Les Forces armées maliennes (FAMa) ont acheminé, dimanche 26 juillet, 48 tonnes de vivres et de médicaments à Diafarabé, dans le cercle de Ténenkou, et à Nouh-Bozo, dans le cercle de Djenné. Cette opération intervient dans une région du centre du Mali où l’insécurité persistante, les difficultés d’accès et les aléas climatiques compromettent durablement l’approvisionnement des populations.
Un chargement de 48 tonnes de vivres et de médicaments destiné aux localités isolées du centre du Mali, composé notamment de riz, de lait, de sucre, d’huile et de médicaments essentiels, a été offert par la présidence de la Transition afin de répondre aux besoins immédiats des ménages confrontés aux pénuries.
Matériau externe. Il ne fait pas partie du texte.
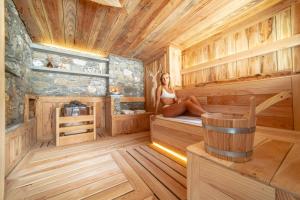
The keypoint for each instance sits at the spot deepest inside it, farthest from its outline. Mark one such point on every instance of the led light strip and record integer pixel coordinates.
(170, 151)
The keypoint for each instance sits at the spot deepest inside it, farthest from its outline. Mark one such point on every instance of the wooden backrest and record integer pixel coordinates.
(234, 98)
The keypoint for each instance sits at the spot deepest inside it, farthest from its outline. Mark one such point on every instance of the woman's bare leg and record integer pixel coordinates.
(194, 108)
(194, 100)
(174, 110)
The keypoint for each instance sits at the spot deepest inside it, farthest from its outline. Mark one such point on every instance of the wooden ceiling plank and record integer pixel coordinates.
(113, 3)
(246, 19)
(182, 26)
(29, 19)
(125, 16)
(69, 7)
(165, 12)
(185, 8)
(86, 12)
(55, 20)
(36, 8)
(111, 18)
(97, 26)
(211, 19)
(237, 21)
(146, 11)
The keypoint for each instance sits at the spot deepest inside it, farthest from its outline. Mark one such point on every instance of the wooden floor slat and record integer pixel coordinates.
(91, 189)
(155, 185)
(168, 170)
(174, 165)
(113, 193)
(168, 181)
(121, 167)
(55, 172)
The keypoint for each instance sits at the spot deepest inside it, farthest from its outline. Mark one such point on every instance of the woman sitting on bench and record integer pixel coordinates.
(172, 106)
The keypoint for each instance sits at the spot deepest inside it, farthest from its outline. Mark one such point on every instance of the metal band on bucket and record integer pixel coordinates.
(232, 154)
(230, 130)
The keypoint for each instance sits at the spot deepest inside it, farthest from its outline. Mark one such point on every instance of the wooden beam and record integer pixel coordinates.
(2, 99)
(296, 101)
(257, 51)
(113, 3)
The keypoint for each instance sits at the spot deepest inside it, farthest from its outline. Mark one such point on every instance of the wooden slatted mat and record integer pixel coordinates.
(165, 177)
(87, 171)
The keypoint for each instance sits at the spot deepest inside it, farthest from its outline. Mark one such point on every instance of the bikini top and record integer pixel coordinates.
(166, 94)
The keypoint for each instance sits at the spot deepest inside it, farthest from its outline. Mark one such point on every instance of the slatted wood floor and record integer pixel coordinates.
(122, 167)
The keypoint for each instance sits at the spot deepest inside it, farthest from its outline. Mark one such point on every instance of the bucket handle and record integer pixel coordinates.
(264, 105)
(273, 100)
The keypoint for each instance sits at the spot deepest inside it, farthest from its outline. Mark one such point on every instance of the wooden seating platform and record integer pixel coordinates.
(272, 173)
(165, 177)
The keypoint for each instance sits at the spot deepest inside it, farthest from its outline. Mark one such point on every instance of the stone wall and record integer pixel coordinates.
(57, 84)
(127, 74)
(17, 63)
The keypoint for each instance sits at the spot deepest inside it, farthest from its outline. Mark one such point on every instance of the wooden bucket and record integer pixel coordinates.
(228, 137)
(231, 137)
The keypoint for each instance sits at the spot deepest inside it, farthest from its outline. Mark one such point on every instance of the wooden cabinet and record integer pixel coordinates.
(84, 127)
(271, 174)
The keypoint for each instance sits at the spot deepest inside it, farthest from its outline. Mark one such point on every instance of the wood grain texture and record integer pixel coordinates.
(2, 98)
(227, 181)
(233, 98)
(296, 100)
(132, 28)
(174, 135)
(18, 142)
(287, 176)
(269, 156)
(69, 7)
(45, 113)
(53, 11)
(91, 170)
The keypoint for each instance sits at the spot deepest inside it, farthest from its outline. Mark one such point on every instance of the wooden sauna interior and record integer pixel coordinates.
(109, 55)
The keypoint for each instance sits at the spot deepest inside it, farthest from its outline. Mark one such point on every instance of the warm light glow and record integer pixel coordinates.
(181, 157)
(74, 50)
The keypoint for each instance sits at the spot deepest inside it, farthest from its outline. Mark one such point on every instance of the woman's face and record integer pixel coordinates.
(165, 79)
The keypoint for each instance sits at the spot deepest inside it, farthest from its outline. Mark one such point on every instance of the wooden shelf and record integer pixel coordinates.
(72, 121)
(62, 71)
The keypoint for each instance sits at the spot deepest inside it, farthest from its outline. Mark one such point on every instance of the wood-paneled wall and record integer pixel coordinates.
(2, 99)
(45, 113)
(153, 69)
(234, 98)
(262, 45)
(18, 142)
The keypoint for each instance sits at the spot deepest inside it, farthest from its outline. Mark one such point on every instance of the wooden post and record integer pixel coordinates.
(2, 100)
(296, 101)
(57, 126)
(94, 122)
(296, 30)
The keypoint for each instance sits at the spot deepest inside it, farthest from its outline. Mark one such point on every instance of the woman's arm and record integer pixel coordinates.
(158, 93)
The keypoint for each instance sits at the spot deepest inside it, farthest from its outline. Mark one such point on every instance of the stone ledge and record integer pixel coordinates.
(62, 71)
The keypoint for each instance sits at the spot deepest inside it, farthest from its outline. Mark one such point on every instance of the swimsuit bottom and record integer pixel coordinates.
(164, 106)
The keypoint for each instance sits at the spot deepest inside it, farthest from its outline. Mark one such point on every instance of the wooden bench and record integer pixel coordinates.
(233, 98)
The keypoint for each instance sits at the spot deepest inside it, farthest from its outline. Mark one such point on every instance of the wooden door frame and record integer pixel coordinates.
(2, 98)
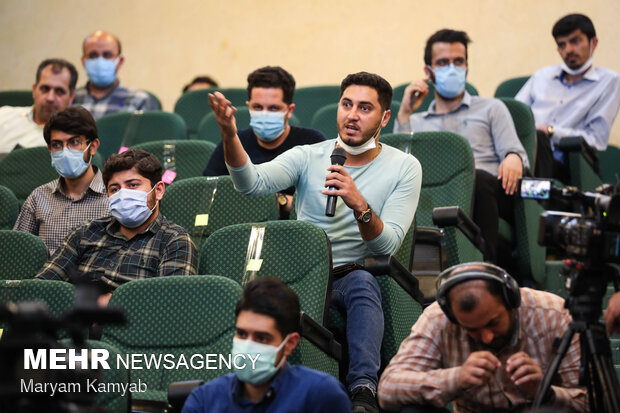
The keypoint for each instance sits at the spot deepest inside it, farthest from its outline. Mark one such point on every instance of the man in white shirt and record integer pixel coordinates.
(574, 98)
(52, 92)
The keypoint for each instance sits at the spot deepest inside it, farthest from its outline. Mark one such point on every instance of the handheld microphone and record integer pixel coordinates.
(338, 157)
(414, 98)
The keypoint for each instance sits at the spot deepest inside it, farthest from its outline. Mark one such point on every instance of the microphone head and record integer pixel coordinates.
(338, 156)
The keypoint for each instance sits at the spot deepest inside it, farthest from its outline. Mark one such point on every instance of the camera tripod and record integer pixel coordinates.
(586, 290)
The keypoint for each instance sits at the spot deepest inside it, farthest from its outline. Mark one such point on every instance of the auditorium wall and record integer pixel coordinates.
(166, 43)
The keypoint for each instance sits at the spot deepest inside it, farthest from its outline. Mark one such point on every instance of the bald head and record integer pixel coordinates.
(101, 39)
(467, 295)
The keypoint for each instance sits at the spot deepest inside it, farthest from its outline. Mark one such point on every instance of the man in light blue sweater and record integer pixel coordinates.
(379, 187)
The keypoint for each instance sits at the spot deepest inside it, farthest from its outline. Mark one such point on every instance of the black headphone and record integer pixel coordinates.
(511, 295)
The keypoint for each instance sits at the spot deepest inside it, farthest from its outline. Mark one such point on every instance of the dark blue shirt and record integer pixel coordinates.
(293, 389)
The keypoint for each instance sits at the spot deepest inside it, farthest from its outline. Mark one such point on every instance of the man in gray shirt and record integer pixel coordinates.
(575, 98)
(485, 123)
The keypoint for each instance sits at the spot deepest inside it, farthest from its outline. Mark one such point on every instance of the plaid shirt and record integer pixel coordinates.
(426, 368)
(119, 99)
(52, 215)
(99, 251)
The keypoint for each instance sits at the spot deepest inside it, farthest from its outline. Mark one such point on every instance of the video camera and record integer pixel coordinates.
(592, 235)
(31, 326)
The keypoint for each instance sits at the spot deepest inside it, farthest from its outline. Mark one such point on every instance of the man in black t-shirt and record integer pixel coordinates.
(270, 93)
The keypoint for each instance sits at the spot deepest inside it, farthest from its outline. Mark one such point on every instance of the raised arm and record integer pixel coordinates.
(224, 112)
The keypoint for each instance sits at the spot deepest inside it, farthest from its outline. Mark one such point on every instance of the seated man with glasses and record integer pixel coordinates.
(53, 210)
(485, 123)
(134, 241)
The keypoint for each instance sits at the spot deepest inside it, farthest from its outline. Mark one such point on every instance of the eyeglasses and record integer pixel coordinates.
(459, 62)
(75, 144)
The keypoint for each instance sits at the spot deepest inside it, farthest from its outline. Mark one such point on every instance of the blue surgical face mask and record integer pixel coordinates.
(450, 80)
(264, 367)
(581, 69)
(130, 208)
(101, 71)
(267, 125)
(70, 163)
Les FAMa ont assuré le transport et la sécurisation de cette aide jusqu’aux deux localités, dans le cadre de leurs missions d’assistance aux populations et de maintien de la présence de l’État dans les zones difficiles d’accès.
Un approvisionnement fragilisé
Cette livraison intervient quelques jours après un grave accident ayant affecté l’un des principaux circuits de ravitaillement de Diafarabé, de Nouh-Bozo et des villages voisins.
Dans la nuit du 23 au 24 juillet, 28 des 64 pinasses rassemblées à Macina ont chaviré sous l’effet de violentes intempéries. Les embarcations transportaient des céréales, du sucre, de la farine et d’autres produits de première nécessité. Selon les responsables du convoi, près de 300 tonnes de marchandises ont été perdues.
Cet incident met en évidence la vulnérabilité des circuits commerciaux dans une zone où le transport fluvial devient indispensable pendant l’hivernage, les routes étant souvent rendues impraticables par les pluies et les contraintes sécuritaires. La moindre interruption de la navigation peut entraîner des ruptures d’approvisionnement et une flambée des prix dans les localités riveraines.
Une région marquée par l’insécurité
Diafarabé sort tout juste d’une longue période d’isolement. Depuis mai 2025, un blocus imposé par le Groupe de soutien à l’islam et aux musulmans (JNIM), affilié à Al-Qaïda, avait fortement restreint la circulation des personnes, des marchandises et des médicaments. L’arrivée d’un convoi routier, le 15 mai 2026, avait permis de desserrer partiellement cet étau, sans pour autant rétablir un approvisionnement normal.
La situation sécuritaire s’est également dégradée autour de Kouakourou, dont dépend le village de Nouh-Bozo. Le 18 juillet, des combattants du JNIM ont attaqué le camp militaire de la localité. Le lendemain, un hélicoptère de l’armée malienne a été abattu dans la même zone.
Selon des responsables locaux et des habitants, ces affrontements ont provoqué le déplacement d’environ 5 000 personnes, dont une partie s’est réfugiée dans les villages voisins ainsi qu’à Djenné, accentuant les besoins en nourriture, en abris et en soins de santé.
Des besoins humanitaires toujours élevés
Cette opération s’inscrit dans un contexte humanitaire particulièrement préoccupant, marqué par la persistance des violences, les déplacements de populations, les perturbations des échanges commerciaux et les effets des chocs climatiques.
Selon les estimations humanitaires, près de 1,6 million de personnes souffrent d’insécurité alimentaire aiguë au Mali. Le pays compte également plus de 400 000 déplacés internes, tandis que 5,1 millions de personnes auront besoin d’une assistance humanitaire en 2026.
L’acheminement de ces 48 tonnes de vivres et de médicaments apporte ainsi un soutien immédiat aux habitants de Diafarabé et de Nouh-Bozo. Toutefois, face à la fragilité persistante des voies d’approvisionnement et à l’insécurité qui continue de peser sur le centre du pays, les besoins humanitaires demeurent considérables et nécessiteront des interventions régulières pour prévenir une aggravation de la situation.